MASCARILLE CATHOS MASCARILLE Tout ce que je fais a l'air cavalier ; cela ne sent point le pédant. MAGDELON Il en est éloigné de plus de deux mille lieux. MASCARILLE Avez-vous remarqué ce commencement : Oh, oh ? Voilà qui est extraordinaire : oh, oh ! Comme un homme qui s'avise tout d'un coup : oh, oh ! La surprise : oh, oh ! MAGDELON Oui, je trouve ce oh, oh ! admirable. MASCARILLE Il semble que cela ne soit rien. CATHOS Ah ! mon Dieu, que dites-vous ? Ce sont là de ces sortes de choses qui ne se peuvent payer. MAGDELON Sans doute ; et j'aimerois mieux avoir fait ce oh, oh ! qu'un poème épique. MASCARILLE Tudieu ! vous avez le goût bon. MAGDELON Eh ! je ne l'ai pas tout à fait mauvais. MASCARILLE Mais n'admirez-vous pas aussi je n'y prenois pas garde ? Je n'y prenois pas garde, je ne m'apercevois pas de cela : façon de parler naturelle : je n'y prenois pas garde. Tandis que sans songer à mal, tandis qu'innocemment, sans malice, comme un pauvre mouton : je vous regarde, c'est-à-dire, je m'amuse à vous considérer, je vous observe, je vous contemple ; Votre oeil en tapinois... Que vous semble de ce mot tapinois ? n'est-il pas bien choisi ? CATHOS Tout à fait bien. MASCARILLE Tapinois, en cachette : il semble que ce soit un chat qui vienne de prendre une souris : tapinois. MAGDELON Il ne se peut rien de mieux.

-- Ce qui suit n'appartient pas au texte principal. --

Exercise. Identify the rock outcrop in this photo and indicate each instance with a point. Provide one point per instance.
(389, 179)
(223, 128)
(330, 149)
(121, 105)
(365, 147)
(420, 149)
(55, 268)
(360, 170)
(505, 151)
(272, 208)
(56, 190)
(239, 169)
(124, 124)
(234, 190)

MASCARILLE MAGDELON MASCARILLE Je veux vous dire l'air que j'ai fait dessus. CATHOS Vous avez appris la musique ? MASCARILLE Moi ? Point du tout. CATHOS Et comment donc cela se peut-il ? MASCARILLE Les gens de qualité savent tout sans avoir jamais rien appris. MAGDELON Assurément, ma chère.
MASCARILLE CATHOS MAGDELON Il y a de la chromatique la dedans.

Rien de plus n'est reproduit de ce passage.